There is an old proverbial tale about a son who asked his father why it was that in all the stories he read about lions and men fighting in the jungle, the lion always loses. The father replied, "Son, it will always be that way until the lion learns how to write." - (Smitherman, 2000, p. 68)1
The quotation that opens this editorial is from Smitherman (2000 [1988]), who is a noted linguist, educational activist, and strong advocate for deeper appreciation of the richness and power of African American English (AAE). I have followed Smitherman's work over the years since hearing her speak at Wichita State University during my early doctoral studies. It was around 1970, a time when the Civil Rights Movement was on everyone's mind, and emotions were running high. I was one of a very few White students taking courses in AAE (called Black English at the time), and it was a humbling experience, but one that has shaped my career.
Smitherman, both then and in her later writings (2000 [1988]), much like the lion in the proverb, has helped move the rhetoric about AAE toward deeper understandings and fresh perspectives. Among her many contributions, Smitherman has cautioned that sociolinguistic research, which often has involved counting morphosyntactic features and making comparisons, can be a subtle form of linguistic racism. In her 1988 essay, Smitherman observed that "the academic discourse on black language that came from ethnographers was significant as a corrective to the obsession with the quantitative paradigm that characterized the work of the sociolinguists" (p. 83). It was ethnographers who observed that language cannot be abstracted from the sociocultural context and who argued that a power differential needs to be acknowledged as part of this context. Smitherman also called for more research "on the sociolinguistic rules governing conversation, information processing, the use of social rituals, such as greetings, farewells, compliment giving, forms of address, and other discourse features" (p. 92).

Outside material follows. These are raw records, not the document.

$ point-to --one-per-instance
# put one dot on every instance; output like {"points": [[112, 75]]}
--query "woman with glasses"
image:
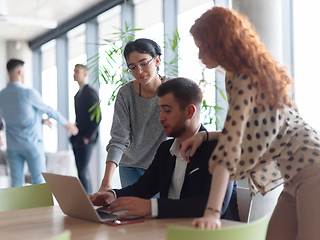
{"points": [[136, 132], [264, 137]]}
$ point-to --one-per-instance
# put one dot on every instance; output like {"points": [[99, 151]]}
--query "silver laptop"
{"points": [[73, 199]]}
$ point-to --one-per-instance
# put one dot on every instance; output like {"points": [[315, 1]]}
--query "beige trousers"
{"points": [[297, 213]]}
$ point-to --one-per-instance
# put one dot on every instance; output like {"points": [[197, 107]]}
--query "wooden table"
{"points": [[45, 222]]}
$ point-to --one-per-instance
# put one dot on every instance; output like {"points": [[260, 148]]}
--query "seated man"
{"points": [[184, 186]]}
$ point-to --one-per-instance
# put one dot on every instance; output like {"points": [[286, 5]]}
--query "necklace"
{"points": [[161, 79]]}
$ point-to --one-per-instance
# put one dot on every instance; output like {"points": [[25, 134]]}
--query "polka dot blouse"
{"points": [[268, 147]]}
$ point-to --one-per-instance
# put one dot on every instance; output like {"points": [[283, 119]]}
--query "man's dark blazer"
{"points": [[83, 101], [195, 189]]}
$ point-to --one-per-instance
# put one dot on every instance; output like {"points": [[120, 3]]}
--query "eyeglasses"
{"points": [[143, 66]]}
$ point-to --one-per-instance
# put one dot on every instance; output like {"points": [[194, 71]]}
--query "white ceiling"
{"points": [[25, 18]]}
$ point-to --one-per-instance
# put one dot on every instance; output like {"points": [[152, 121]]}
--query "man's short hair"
{"points": [[84, 67], [13, 63], [184, 90]]}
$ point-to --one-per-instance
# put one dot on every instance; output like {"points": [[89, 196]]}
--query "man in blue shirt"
{"points": [[22, 111]]}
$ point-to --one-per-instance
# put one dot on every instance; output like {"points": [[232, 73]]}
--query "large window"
{"points": [[109, 23], [77, 55]]}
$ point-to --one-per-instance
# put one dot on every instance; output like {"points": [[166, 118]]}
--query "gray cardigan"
{"points": [[136, 132]]}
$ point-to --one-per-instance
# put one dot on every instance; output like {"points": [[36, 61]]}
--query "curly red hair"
{"points": [[231, 39]]}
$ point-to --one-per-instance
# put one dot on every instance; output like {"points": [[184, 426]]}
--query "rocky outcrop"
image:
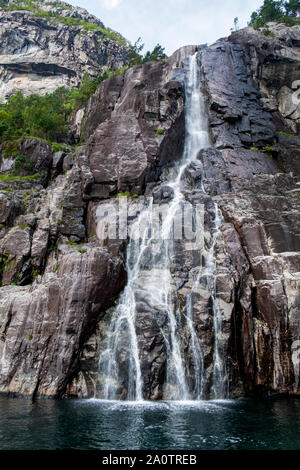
{"points": [[45, 46], [255, 184], [60, 283]]}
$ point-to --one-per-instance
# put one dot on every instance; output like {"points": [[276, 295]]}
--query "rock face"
{"points": [[44, 46], [60, 283]]}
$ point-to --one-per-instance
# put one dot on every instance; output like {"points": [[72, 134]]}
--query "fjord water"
{"points": [[95, 424], [155, 277]]}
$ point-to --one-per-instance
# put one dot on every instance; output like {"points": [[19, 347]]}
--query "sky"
{"points": [[171, 23]]}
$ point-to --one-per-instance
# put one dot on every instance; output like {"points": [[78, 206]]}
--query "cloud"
{"points": [[110, 4]]}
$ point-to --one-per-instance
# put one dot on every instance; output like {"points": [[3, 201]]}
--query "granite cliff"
{"points": [[45, 45], [59, 284]]}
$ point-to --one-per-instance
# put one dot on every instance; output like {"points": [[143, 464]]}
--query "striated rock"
{"points": [[53, 322], [46, 45], [42, 328]]}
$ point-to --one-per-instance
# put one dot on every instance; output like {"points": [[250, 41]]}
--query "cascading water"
{"points": [[150, 272]]}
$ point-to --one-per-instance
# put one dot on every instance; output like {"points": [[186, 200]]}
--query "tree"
{"points": [[156, 55], [271, 10], [135, 55], [292, 7]]}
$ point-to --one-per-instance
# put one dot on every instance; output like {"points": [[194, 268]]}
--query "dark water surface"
{"points": [[94, 424]]}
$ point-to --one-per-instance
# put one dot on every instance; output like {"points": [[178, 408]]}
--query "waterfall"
{"points": [[149, 263]]}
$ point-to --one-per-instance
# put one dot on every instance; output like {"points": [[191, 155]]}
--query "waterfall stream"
{"points": [[150, 270]]}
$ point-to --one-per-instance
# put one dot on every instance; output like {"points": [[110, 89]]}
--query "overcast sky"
{"points": [[172, 23]]}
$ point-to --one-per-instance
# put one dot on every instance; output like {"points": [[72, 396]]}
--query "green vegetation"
{"points": [[12, 177], [54, 17], [279, 11], [44, 117], [137, 58]]}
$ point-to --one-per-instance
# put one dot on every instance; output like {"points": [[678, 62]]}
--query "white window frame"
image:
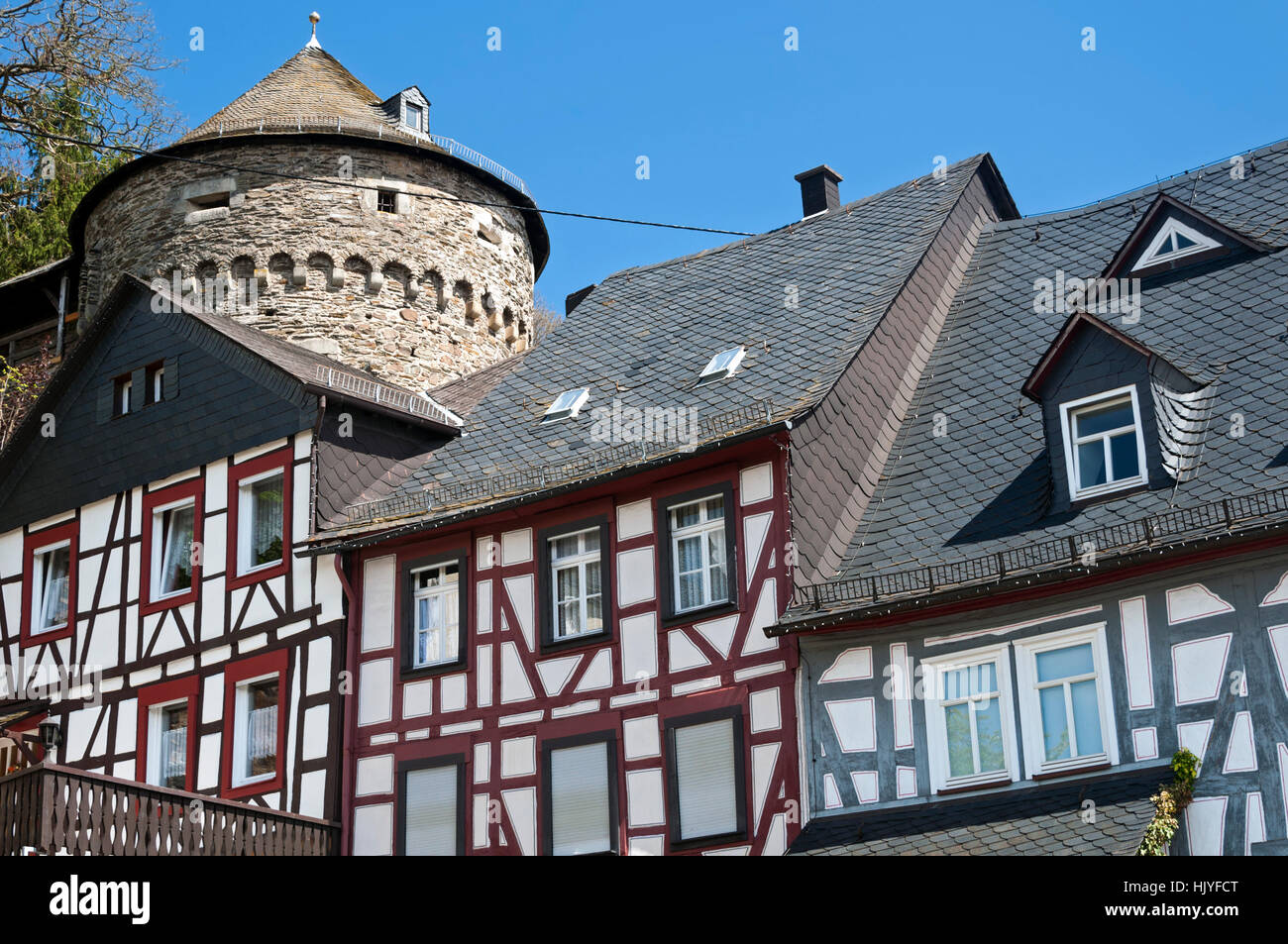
{"points": [[1030, 707], [1202, 244], [241, 715], [700, 528], [159, 545], [443, 588], [580, 561], [38, 587], [1068, 412], [570, 408], [936, 730], [156, 713], [245, 527]]}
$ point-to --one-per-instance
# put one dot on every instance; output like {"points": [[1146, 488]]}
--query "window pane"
{"points": [[55, 570], [988, 726], [1091, 464], [704, 776], [1125, 455], [1055, 725], [1086, 716], [961, 759], [262, 728], [266, 520], [579, 800], [176, 554], [1063, 664], [430, 811], [174, 746], [1102, 419]]}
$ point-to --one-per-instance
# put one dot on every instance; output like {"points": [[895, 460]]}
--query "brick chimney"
{"points": [[819, 189]]}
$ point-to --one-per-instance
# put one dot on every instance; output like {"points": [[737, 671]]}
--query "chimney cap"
{"points": [[820, 168]]}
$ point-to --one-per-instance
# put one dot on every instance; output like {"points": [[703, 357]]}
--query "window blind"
{"points": [[706, 780], [429, 824], [580, 813]]}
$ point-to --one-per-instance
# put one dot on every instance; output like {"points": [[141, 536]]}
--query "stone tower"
{"points": [[314, 210]]}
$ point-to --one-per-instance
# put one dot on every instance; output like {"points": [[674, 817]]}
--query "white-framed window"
{"points": [[699, 559], [581, 803], [167, 745], [51, 582], [261, 520], [171, 548], [1067, 712], [1104, 443], [256, 729], [578, 594], [436, 616], [706, 778], [970, 729], [1173, 241]]}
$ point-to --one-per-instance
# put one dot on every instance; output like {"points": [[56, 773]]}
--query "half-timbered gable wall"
{"points": [[515, 693], [1193, 659]]}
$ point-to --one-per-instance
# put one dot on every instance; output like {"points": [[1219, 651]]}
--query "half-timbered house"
{"points": [[557, 623], [1073, 565], [179, 657]]}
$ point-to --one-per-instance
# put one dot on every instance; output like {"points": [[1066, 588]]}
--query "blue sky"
{"points": [[726, 115]]}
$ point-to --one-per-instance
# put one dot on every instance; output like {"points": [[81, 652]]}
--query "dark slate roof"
{"points": [[643, 335], [984, 487], [1034, 820]]}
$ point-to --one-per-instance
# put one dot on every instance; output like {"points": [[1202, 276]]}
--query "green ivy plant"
{"points": [[1170, 802]]}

As noted by Hyter and Rivers (2015) in their Issue Editor Foreword, the need for research on the pragmatic aspects of the discourse of children and adolescents in the African American community continued to be as pressing in 2013, when they and their colleagues initiated the idea for this issue of Topics in Language Disorders, as it was when Smitherman made her plea for more research of this type in the 1980s. A similar call has been echoed by researchers with a background in clinical speech-language pathology and language science, including Ida Stockman, to whom Hyter and Rivers have dedicated this issue.
Specialists in language disorders tend to be attuned to the importance of avoiding sociolinguistic bias in identifying children in need of language intervention services. As clinicians, we run the risk, however, of becoming overly focused on identifying problems and targeting them in intervention. This lens can obscure the importance of embracing communicative strengths and encouraging originality and elaboration of expression, regardless of whether the children and adolescents under our tutelage have been identified as having language disorders or not.
Drawing attention to the richness of the less studied pragmatic elements of communication among African American children and adolescents is a major contribution of this issue. Beyond reducing poor decision making stemming from confusing difference with disorder, information about these pragmatic elements can raise awareness of teachers and clinicians, as well as sociolinguists and other researchers, to uniquely rich and powerful elements in the discourse of African American children and adolescents.
The articles in this issue contribute to weaving what Hyter and Rivers (2015) characterize as a "rich tapestry." Contributions include a critical synthesis of prior literature (Hyter, Rivers, & DeJarnette, 2015), a research report on using puppets and an emotion-explanation task to observe pragmatic skills of African American preschoolers (Curenton, 2015), an article explaining the importance of developing pragmatic codes that fit the population being studied rather than trying to force-fit an existing coding system to the population (DeJarnette, Rivers, & Hyter, 2015), a research report on using the favorite game or sport task to assess pragmatic and syntactic aspects of expository discourse of school-age African American students (Koonce, 2015), and a research report on pragmatic features in original narratives written by African American fourth-, sixth-, and ninth-grade students compared with their European American peers. (Kersting, Anderson, Newkirk-Turner, & Nelson, 2015).
These articles make an important contribution to filling the research gap that is highlighted by Hyter et al. (2015) in their research review and synthesis and which led to the conceptualization of this issue. Reading formal research summaries and studies can only scratch the surface, however, for clinicians wishing to heighten their awareness of how a certain head gesture, facial expression, choice of vocabulary, tone of voice, or turn of a phrase can communicate unique aspects of an individual's cultural-linguistic heritage and contribute to deeper meanings. Such elements are difficult to capture in scientific studies and reports. Clinicians can broaden their awareness and appreciation of variation in communicative pragmatics across sociolinguistic groups by becoming expert "kid watchers." This involves making culturally sensitive (aka ethnographic) observations while interacting in unobtrusive ways with preschool-age children from different cultural-linguistic groups as they engage in dramatic play or in listening to school-age children and adolescents as they read their original stories or essays aloud. The articles in this issue provide multiple frameworks from which to conduct such observations and capture evidence of children's strengths. I think readers will agree with me that Hyter and Rivers and their invited contributors have met their goal to begin to fill the critical gap in the literature on pragmatic aspects of communication among African American children and adolescents.